Note: The above calculations assume a standard taker-fee model (0.1% per side) and do not include withdrawal or network fees, which vary by asset and chain. If you plan to move capital between venues, factor in withdrawal costs and any cross-chain liquidity delays. Also, the available volumes are not disclosed in the data; real-world profitability hinges on both sides reliably filling at the quoted prices.
⚠️ Risk Alerts
- Withdrawal delays: Some venues enforce withdrawal queues or require manual processing windows, which can complicate a two-leg arbitrage if one leg’s funds are slow to depart.

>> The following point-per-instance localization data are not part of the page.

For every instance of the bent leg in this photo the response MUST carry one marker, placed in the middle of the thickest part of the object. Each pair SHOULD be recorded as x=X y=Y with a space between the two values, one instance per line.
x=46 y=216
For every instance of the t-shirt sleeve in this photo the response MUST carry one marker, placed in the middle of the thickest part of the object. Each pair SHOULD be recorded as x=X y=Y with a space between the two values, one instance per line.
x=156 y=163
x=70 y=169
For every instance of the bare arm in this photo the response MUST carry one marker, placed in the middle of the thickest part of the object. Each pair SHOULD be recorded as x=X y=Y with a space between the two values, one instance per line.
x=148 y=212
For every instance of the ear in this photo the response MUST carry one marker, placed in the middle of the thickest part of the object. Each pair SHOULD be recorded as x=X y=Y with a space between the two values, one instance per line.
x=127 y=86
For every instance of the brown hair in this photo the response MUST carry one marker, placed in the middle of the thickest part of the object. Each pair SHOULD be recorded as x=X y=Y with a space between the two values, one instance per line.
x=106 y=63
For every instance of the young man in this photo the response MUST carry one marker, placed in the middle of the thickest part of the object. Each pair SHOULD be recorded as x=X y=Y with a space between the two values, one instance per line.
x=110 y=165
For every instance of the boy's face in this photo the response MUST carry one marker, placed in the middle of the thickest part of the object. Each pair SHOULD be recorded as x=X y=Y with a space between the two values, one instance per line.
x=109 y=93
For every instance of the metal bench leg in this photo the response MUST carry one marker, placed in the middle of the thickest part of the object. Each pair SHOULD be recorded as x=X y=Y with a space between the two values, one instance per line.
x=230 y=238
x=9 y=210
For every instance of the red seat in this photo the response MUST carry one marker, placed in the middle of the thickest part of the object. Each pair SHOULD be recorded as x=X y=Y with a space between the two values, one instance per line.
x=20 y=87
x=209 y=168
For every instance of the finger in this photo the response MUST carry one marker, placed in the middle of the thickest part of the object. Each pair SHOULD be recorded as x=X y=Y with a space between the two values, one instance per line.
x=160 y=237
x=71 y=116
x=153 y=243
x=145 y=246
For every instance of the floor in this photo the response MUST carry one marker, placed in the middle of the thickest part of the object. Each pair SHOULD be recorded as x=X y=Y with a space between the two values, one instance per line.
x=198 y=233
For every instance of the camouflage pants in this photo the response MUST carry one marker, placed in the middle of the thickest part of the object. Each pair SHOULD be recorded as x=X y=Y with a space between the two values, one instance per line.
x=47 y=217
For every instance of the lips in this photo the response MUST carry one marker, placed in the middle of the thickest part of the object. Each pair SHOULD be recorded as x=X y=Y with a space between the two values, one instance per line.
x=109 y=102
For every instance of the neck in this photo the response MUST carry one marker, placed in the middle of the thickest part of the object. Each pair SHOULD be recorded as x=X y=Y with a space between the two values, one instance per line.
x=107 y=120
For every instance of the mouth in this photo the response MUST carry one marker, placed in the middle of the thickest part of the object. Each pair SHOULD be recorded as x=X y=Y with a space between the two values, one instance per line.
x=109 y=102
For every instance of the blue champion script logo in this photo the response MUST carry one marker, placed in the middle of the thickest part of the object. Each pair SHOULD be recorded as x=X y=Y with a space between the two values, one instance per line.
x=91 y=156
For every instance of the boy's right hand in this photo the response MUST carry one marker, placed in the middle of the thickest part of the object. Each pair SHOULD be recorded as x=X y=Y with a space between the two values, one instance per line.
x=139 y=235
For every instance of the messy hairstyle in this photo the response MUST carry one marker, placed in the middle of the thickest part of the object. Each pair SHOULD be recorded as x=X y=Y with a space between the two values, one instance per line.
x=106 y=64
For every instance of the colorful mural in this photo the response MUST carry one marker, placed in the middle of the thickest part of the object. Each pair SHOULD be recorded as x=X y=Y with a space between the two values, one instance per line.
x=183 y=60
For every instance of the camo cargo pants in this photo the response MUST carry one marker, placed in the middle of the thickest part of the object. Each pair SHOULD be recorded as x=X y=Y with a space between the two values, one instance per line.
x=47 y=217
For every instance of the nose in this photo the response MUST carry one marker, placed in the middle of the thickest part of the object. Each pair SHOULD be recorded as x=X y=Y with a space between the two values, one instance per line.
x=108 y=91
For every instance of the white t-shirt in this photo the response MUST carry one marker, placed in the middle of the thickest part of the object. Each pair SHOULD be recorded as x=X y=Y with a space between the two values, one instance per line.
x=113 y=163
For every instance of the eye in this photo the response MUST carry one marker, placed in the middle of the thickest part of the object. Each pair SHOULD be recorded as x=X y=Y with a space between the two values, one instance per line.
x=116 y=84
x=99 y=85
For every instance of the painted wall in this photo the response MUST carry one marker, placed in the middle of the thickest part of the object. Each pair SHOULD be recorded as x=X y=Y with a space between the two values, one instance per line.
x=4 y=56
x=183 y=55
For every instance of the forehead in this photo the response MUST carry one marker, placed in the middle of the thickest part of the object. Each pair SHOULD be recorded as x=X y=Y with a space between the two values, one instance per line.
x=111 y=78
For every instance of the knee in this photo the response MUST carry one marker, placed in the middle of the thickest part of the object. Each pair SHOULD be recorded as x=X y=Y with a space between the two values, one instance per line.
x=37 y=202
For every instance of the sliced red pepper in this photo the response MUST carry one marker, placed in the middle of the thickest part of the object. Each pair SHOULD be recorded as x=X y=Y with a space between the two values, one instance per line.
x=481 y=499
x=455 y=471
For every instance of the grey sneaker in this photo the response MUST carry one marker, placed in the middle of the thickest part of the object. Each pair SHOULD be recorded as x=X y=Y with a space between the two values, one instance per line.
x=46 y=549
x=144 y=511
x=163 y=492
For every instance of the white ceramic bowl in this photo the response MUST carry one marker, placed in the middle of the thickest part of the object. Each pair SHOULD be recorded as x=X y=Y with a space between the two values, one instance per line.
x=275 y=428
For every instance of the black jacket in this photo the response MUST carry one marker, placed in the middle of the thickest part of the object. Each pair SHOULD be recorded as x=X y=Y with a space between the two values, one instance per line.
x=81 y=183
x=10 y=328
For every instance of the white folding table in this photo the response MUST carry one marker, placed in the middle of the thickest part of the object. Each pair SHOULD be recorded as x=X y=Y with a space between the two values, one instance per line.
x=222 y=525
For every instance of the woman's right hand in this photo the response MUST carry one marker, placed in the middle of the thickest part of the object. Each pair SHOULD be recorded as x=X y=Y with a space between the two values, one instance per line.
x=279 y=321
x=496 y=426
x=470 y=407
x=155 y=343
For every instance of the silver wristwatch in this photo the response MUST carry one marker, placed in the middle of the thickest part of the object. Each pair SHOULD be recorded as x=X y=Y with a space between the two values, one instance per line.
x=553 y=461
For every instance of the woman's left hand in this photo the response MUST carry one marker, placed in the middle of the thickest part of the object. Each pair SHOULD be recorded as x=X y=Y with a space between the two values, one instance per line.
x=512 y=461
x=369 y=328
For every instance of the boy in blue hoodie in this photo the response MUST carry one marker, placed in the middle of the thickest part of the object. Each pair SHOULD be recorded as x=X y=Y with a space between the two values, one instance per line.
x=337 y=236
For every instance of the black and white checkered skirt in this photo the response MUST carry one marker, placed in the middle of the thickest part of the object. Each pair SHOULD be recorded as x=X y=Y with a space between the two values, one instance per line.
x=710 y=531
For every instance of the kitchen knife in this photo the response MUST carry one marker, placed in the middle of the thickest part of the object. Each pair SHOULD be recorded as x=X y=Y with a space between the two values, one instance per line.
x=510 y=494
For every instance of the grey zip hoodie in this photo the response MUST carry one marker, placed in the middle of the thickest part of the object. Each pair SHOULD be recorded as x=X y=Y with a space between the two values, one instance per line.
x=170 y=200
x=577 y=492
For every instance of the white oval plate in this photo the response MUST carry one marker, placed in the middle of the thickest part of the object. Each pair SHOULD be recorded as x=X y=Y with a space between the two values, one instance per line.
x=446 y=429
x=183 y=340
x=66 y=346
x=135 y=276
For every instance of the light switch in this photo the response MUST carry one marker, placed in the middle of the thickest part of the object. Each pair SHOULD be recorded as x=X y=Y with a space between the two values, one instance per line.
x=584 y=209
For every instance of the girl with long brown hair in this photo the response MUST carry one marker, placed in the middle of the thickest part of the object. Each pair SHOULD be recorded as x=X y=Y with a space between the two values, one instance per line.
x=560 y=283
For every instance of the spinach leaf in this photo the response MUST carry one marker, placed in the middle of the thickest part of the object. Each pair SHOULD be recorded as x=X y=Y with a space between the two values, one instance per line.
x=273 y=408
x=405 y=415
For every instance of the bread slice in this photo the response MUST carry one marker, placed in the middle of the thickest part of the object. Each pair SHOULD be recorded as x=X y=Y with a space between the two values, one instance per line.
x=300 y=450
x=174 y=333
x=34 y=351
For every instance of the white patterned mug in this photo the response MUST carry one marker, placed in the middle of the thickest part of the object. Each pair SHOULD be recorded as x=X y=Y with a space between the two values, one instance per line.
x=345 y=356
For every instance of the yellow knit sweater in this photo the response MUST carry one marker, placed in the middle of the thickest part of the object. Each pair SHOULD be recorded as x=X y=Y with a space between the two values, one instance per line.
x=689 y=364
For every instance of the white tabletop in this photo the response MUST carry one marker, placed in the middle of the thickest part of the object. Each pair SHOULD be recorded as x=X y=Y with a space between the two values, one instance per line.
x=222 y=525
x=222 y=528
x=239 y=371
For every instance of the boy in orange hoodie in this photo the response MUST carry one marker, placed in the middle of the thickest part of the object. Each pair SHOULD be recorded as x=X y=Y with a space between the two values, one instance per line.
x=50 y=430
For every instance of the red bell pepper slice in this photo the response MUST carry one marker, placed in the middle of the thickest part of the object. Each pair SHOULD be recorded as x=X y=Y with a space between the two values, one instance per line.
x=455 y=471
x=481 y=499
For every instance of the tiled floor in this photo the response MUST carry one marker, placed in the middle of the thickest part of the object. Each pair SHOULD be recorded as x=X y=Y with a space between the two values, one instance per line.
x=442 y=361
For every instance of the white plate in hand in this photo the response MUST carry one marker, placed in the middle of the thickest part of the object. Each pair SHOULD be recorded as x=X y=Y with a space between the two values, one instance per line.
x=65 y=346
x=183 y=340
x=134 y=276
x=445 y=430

- Liquidity risk: The “not disclosed” availability on each leg means you may encounter partial fills or insufficient depth, causing slippage that eats into or erodes the edge.
- Execution risk: Price movement during the two legs can flip the edge; ensure two-venue gateways have sufficiently low latency and that you can cancel and replace orders without losing the edge.
- Exchange issues: Downages, maintenance, or risk controls can halt one leg’s execution, precluding a completed two-way trade.
- Regulatory and withdrawal constraints: Cross-border capital movement and KYC/AML checks may impose delays or require you to have pre-funded accounts at each venue.
🔮 Tomorrow's Setup
Given today’s top performers, tomorrow’s setup will likely echo the Pattern A/B clusters in the same cross-exchange lattices:
- Watch Bitunix ↔ Bitget for continued SIREN-like legs, particularly around price points near $1.18–$1.21.
- Monitor Gate Futures ↔ Bitunix and Gate Futures ↔ Bybit dynamics for sub-$0.10 assets with recent spikes around $0.089–$0.092 in NAORIS/13.5% legs.
- Keep an eye on Bybit ↔ Bitunix and Bybit ↔ Gate Futures legs, where micro-trade opportunities typically reappear during liquidity surges.
- Remain vigilant for any new legs that push Bitget into the buy side on Bitunix or Gate Futures, as these often yield rapid-fire, executable opportunities when cross-market depth is favorable.
Best-practice watch window: the overlaps between the major venues (US/EU overlap for spot-like quotes and Asia-Pacific liquidity waves) typically yield the sharpest two-leg opportunities. Set auto-execution rules to capture two-leg fills quickly, with a hard cap on slippage (e.g., max 0.2% on each leg) to protect the edge.
Sign Off
Arbitrage Hunter — March 24, 2026
Uncle Sol here, signing off. Stay disciplined, keep latency tight, and remember: the edge is the speed at which you lock two sides of a trade before the market re-prices. Until tomorrow, stay nimble, and may your bids meet clear asks.